Private equity activity in 2010 reached levels not seen since just prior to the global economic crisis, according to the Private Equity Growth Capital Council’s year-end Private Equity Index.
Private equity-based buyouts for all of 2010 totalled $221 billion, just short of 2008’s $240 billion of deals and an 81 percent increase compared to the $122 billion-worth of buyouts in 2009.
Exits were also on the rise: the 96 private equity-backed initial public offerings that took place over the course of the year raised more than $35 billion globally, up from 32 IPOs that raised $12.7 billion in 2009, the PEGCC said. Exits in the US during 2010 totaled in excess of $110 billion, more than double the value of exits in 2009.
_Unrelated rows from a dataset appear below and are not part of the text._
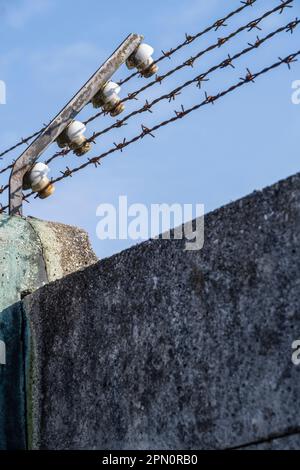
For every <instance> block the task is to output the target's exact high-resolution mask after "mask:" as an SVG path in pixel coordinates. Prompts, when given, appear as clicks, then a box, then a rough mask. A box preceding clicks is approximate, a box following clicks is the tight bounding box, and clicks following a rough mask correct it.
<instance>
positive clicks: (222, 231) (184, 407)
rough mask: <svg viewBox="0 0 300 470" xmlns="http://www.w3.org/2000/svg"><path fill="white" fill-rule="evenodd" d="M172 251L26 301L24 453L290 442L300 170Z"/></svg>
mask: <svg viewBox="0 0 300 470" xmlns="http://www.w3.org/2000/svg"><path fill="white" fill-rule="evenodd" d="M184 247H185V243H184V241H175V240H173V241H167V240H155V241H149V242H147V243H143V244H141V245H139V246H137V247H134V248H132V249H130V250H127V251H125V252H123V253H120V254H119V255H116V256H113V257H112V258H110V259H106V260H103V261H101V262H99V263H97V264H95V265H93V266H91V267H89V268H87V269H85V270H83V271H81V272H78V273H74V274H71V275H69V276H67V277H65V278H64V279H62V280H59V281H57V282H54V283H51V284H49V285H47V286H45V287H43V288H41V289H39V290H38V291H36V292H35V293H34V294H32V295H29V296H28V297H26V299H25V300H24V302H23V307H24V309H25V312H26V315H25V318H26V321H27V322H28V324H29V331H30V336H31V340H30V344H29V345H28V346H27V348H26V358H27V361H28V362H29V364H30V368H29V369H28V370H27V374H26V386H27V406H26V413H27V420H28V423H29V425H28V439H29V446H30V447H31V448H34V449H112V450H113V449H129V448H134V449H149V448H150V449H151V448H152V449H224V448H236V447H238V448H239V447H241V448H245V447H247V446H250V447H255V446H256V447H258V448H263V447H264V446H266V445H269V446H273V448H278V447H283V448H292V447H299V436H298V435H299V429H300V412H299V407H298V400H299V396H300V367H296V366H295V365H293V363H292V361H291V356H292V349H291V345H292V342H293V341H294V340H296V339H299V338H300V175H296V176H294V177H292V178H289V179H287V180H285V181H282V182H280V183H278V184H277V185H275V186H272V187H271V188H267V189H266V190H264V191H263V192H256V193H254V194H253V195H251V196H249V197H247V198H244V199H242V200H240V201H237V202H235V203H233V204H230V205H228V206H226V207H223V208H221V209H220V210H218V211H215V212H213V213H211V214H209V215H208V216H207V217H206V222H205V244H204V248H203V250H201V251H198V252H194V251H192V252H187V251H185V250H184ZM29 346H30V347H29ZM8 367H11V365H10V364H9V365H8Z"/></svg>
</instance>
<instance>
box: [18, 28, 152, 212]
mask: <svg viewBox="0 0 300 470" xmlns="http://www.w3.org/2000/svg"><path fill="white" fill-rule="evenodd" d="M143 39H144V38H143V36H141V35H138V34H130V35H129V36H128V37H127V38H126V39H125V41H124V42H123V43H122V44H121V45H120V46H119V47H118V48H117V49H116V51H115V52H114V53H113V54H112V55H111V56H110V57H109V59H108V60H107V61H106V62H104V64H103V65H101V67H100V68H99V69H98V70H97V72H96V73H95V74H94V75H93V76H92V77H91V78H90V79H89V80H88V81H87V82H86V84H85V85H84V86H83V87H82V88H81V90H80V91H79V92H78V93H77V94H76V95H75V96H74V97H73V98H72V99H71V101H69V103H68V104H67V105H66V106H65V107H64V108H63V109H62V110H61V111H60V113H59V114H58V115H57V116H56V117H55V118H54V119H53V120H52V121H51V123H50V124H49V125H48V126H47V127H46V128H45V129H44V130H43V131H42V132H41V134H40V135H39V136H38V137H37V138H36V139H35V140H34V141H33V142H32V143H31V145H29V147H28V148H27V149H26V150H25V152H23V153H22V154H21V155H20V157H19V158H18V159H17V160H16V161H15V163H14V165H13V168H12V171H11V175H10V180H9V214H10V215H19V216H22V205H23V191H22V188H23V178H24V176H25V174H26V173H27V172H28V171H29V170H30V168H31V167H32V166H33V165H34V163H35V162H36V161H37V160H38V158H39V157H40V156H41V154H42V153H43V152H45V150H46V149H47V148H48V147H49V145H51V144H52V143H53V142H54V141H55V140H56V139H57V137H58V136H59V135H60V134H61V133H62V132H63V130H64V129H65V128H66V127H67V126H68V125H69V124H70V123H71V122H72V121H73V120H74V118H75V117H76V116H77V114H78V113H79V112H80V111H81V110H82V109H83V108H84V107H85V106H86V105H87V104H88V103H89V102H90V101H91V100H92V98H93V97H94V96H95V95H96V94H97V93H98V91H99V90H100V88H101V87H102V86H103V85H104V84H105V83H106V82H107V81H108V80H110V78H111V77H112V76H113V74H114V73H115V72H116V71H117V69H118V68H119V67H120V66H121V65H122V64H124V63H125V62H126V60H127V59H128V57H129V56H130V55H131V54H132V53H133V52H134V51H135V50H136V49H137V48H138V46H139V45H140V44H141V42H142V41H143Z"/></svg>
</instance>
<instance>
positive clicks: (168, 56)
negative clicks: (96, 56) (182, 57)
mask: <svg viewBox="0 0 300 470" xmlns="http://www.w3.org/2000/svg"><path fill="white" fill-rule="evenodd" d="M256 1H257V0H246V1H241V3H242V4H243V5H242V6H241V7H239V8H237V9H236V10H233V11H232V12H230V13H229V14H228V15H226V16H225V17H224V18H221V19H219V20H217V21H215V22H214V23H213V24H212V25H211V26H209V27H207V28H205V29H204V30H203V31H200V32H199V33H197V34H195V35H190V34H186V35H185V38H186V39H185V41H184V42H182V43H180V44H179V45H178V46H176V47H175V48H172V49H170V50H169V51H168V52H163V51H162V56H161V57H159V58H158V59H157V60H156V61H155V63H156V64H157V63H159V62H161V61H162V60H164V59H166V58H169V59H170V58H171V56H172V55H173V54H174V53H175V52H177V51H178V50H180V49H181V48H183V47H185V46H187V45H189V44H191V43H192V42H194V41H195V40H196V39H198V38H200V37H201V36H203V35H204V34H207V33H208V32H210V31H211V30H213V29H215V31H217V30H218V29H219V28H220V27H224V26H227V25H226V24H225V22H226V21H227V20H229V19H230V18H232V17H233V16H235V15H237V14H238V13H240V12H242V11H243V10H244V9H245V8H247V7H250V6H252V5H253V4H254V3H255V2H256ZM293 1H294V0H290V1H289V2H288V3H292V2H293ZM281 3H282V4H283V9H282V11H283V10H284V8H286V7H291V5H285V3H286V2H285V1H284V0H281ZM282 11H281V13H282ZM138 74H139V72H135V73H133V74H131V75H129V76H128V77H127V78H125V79H123V80H121V81H120V82H119V83H120V85H122V84H124V83H126V82H128V81H129V80H131V79H132V78H133V77H135V76H136V75H138ZM45 128H46V125H44V126H43V128H42V129H40V130H39V131H37V132H35V133H34V134H32V135H30V136H28V137H26V138H21V140H20V141H19V142H18V143H16V144H14V145H13V146H12V147H10V148H8V149H6V150H4V151H2V152H1V153H0V159H1V158H2V157H3V156H4V155H7V154H8V153H10V152H12V151H13V150H15V149H16V148H18V147H20V146H21V145H25V144H28V143H29V141H30V140H32V139H33V138H34V137H37V136H38V135H39V134H41V132H43V131H44V130H45ZM10 168H11V167H10ZM0 174H1V172H0Z"/></svg>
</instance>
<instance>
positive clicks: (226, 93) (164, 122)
mask: <svg viewBox="0 0 300 470" xmlns="http://www.w3.org/2000/svg"><path fill="white" fill-rule="evenodd" d="M299 55H300V50H298V51H297V52H295V53H292V54H289V55H288V56H286V57H284V58H281V57H279V58H278V61H277V62H275V63H273V64H272V65H269V66H267V67H265V68H263V69H262V70H260V71H259V72H255V73H252V72H251V71H250V69H249V68H247V69H246V70H247V73H246V75H245V77H242V78H240V79H239V81H238V82H237V83H235V84H234V85H231V86H230V87H229V88H227V89H225V90H223V91H221V92H219V93H217V94H216V95H210V96H208V95H207V93H205V99H204V100H203V101H201V102H200V103H198V104H196V105H194V106H192V107H190V108H188V109H184V107H183V105H181V108H180V110H179V111H178V110H176V111H175V116H173V117H172V118H169V119H167V120H165V121H162V122H160V123H159V124H156V125H155V126H153V127H152V128H147V127H146V126H144V125H142V132H141V133H140V134H138V135H136V136H135V137H133V138H132V139H131V140H129V141H127V140H126V139H123V141H122V142H120V143H119V144H114V147H112V148H111V149H110V150H108V151H106V152H104V153H102V154H101V155H99V156H97V157H94V158H91V159H88V160H87V161H86V162H85V163H83V164H82V165H80V166H78V167H75V168H73V169H71V168H69V167H67V168H66V170H65V171H64V172H61V176H58V177H57V178H55V179H51V181H50V184H56V183H58V182H60V181H62V180H64V179H66V178H69V177H72V176H73V174H74V173H77V172H79V171H82V170H83V169H85V168H86V167H88V166H90V165H94V166H95V167H96V168H97V167H98V166H100V165H101V163H100V161H101V160H102V159H103V158H105V157H107V156H108V155H111V154H113V153H115V152H117V151H121V152H123V149H124V148H126V147H128V146H129V145H131V144H133V143H135V142H137V141H139V140H142V139H143V138H144V137H145V136H147V135H150V136H151V137H153V138H154V137H155V135H154V132H155V131H157V130H159V129H161V128H162V127H165V126H167V125H169V124H171V123H173V122H176V121H178V120H179V119H182V118H183V117H185V116H188V115H189V114H191V113H192V112H194V111H196V110H198V109H200V108H202V107H204V106H206V105H208V104H215V102H216V101H218V100H219V99H221V98H223V97H224V96H226V95H228V94H230V93H232V92H233V91H235V90H237V89H238V88H241V87H242V86H244V85H246V84H250V83H255V80H256V79H257V78H258V77H260V76H262V75H264V74H267V73H268V72H270V71H272V70H275V69H276V68H278V67H280V66H281V65H283V64H285V65H287V66H288V68H289V69H290V68H291V64H292V63H294V62H296V61H297V59H296V58H297V57H298V56H299ZM34 194H35V193H34V192H33V191H32V192H31V193H29V194H27V195H24V198H23V199H24V200H25V201H27V202H29V201H28V199H29V198H30V197H31V196H33V195H34ZM7 209H8V206H5V207H3V206H2V207H1V208H0V211H1V212H4V211H5V210H7Z"/></svg>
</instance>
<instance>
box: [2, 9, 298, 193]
mask: <svg viewBox="0 0 300 470" xmlns="http://www.w3.org/2000/svg"><path fill="white" fill-rule="evenodd" d="M299 23H300V20H298V18H296V19H295V20H294V21H292V22H290V23H288V24H286V25H285V26H282V27H280V28H278V29H276V30H275V31H272V32H271V33H269V34H267V35H266V36H265V37H263V38H261V39H260V38H259V37H258V36H257V39H256V41H255V43H254V44H251V43H248V45H249V47H247V48H245V49H243V50H242V51H240V52H238V53H236V54H235V55H233V56H230V55H228V58H226V59H225V60H222V61H221V62H220V63H219V64H217V65H214V66H212V67H211V68H210V69H208V70H207V71H206V72H204V73H202V74H200V75H197V76H196V77H194V78H193V79H191V80H188V81H187V82H185V83H183V84H182V85H180V86H178V87H177V88H175V89H173V90H172V91H171V92H169V93H166V94H164V95H162V96H160V97H158V98H156V99H154V100H153V101H152V102H151V103H149V102H148V101H146V103H145V105H144V106H142V107H141V108H139V109H137V110H135V111H133V112H132V113H130V114H129V115H127V116H125V117H124V118H123V119H122V120H121V121H117V123H115V124H113V125H112V126H110V127H108V128H106V129H104V130H102V131H99V132H97V133H95V134H94V135H93V136H92V137H91V138H90V139H88V141H90V142H92V141H94V140H95V139H96V138H97V137H99V136H100V135H102V134H104V133H106V132H108V131H109V130H111V129H113V128H116V127H121V126H124V125H125V124H126V121H127V120H129V119H130V118H131V117H133V116H135V115H137V114H141V113H143V112H152V111H151V109H152V107H153V106H154V105H156V104H157V103H159V102H160V101H162V100H169V102H171V101H172V100H175V98H176V97H177V96H178V95H179V94H180V92H181V90H183V89H184V88H186V87H188V86H190V85H191V84H193V83H195V82H196V83H197V86H198V87H199V88H200V87H201V84H202V82H204V81H208V79H207V76H208V75H210V74H211V73H213V72H214V71H216V70H218V69H223V68H225V67H228V66H231V67H233V68H235V66H234V65H233V61H235V60H237V59H238V58H240V57H241V56H243V55H245V54H247V53H249V52H250V51H252V50H254V49H257V48H259V47H260V46H261V45H262V44H264V43H265V42H267V41H269V40H270V39H271V38H273V37H274V36H275V35H277V34H279V33H281V32H283V31H286V32H292V31H293V30H294V29H295V28H296V27H297V26H298V24H299ZM58 156H59V155H58V154H55V155H54V156H53V157H51V158H50V159H49V160H46V161H45V163H46V164H49V163H50V162H51V161H52V160H53V159H54V158H58ZM7 189H9V185H8V184H7V185H6V186H1V187H0V194H2V193H3V192H4V191H6V190H7Z"/></svg>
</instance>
“Investment, deal volume and exits all increased sharply in 2010, and the Index finished the year well above its 10-year moving average as a result,” PEGCC vice president of research Jason Thomas said in a statement. “But while investment activity in 2010 reached levels that hadn’t been seen since early 2008, fundraising remains the soft spot, showing no increase over 2009 and remaining near 2004 levels.”
Total fundraising in 2010 reached roughly $104.4 billion, compared to $100.3 billion in 2009 and $99.8 billion in 2004. As of January 2010, buyout dry powder stood at an estimated $446 billion globally.
The PEGCC’s index measures global private equity activity based on total direct investment, buyout transaction volume, fundraising and the dollar value of private equity exits. The index reaches 100 when all four components are at their 10-year moving average. As of the end of 2010, the index stood at 115.3, its highest level since the fourth quarter of 2007.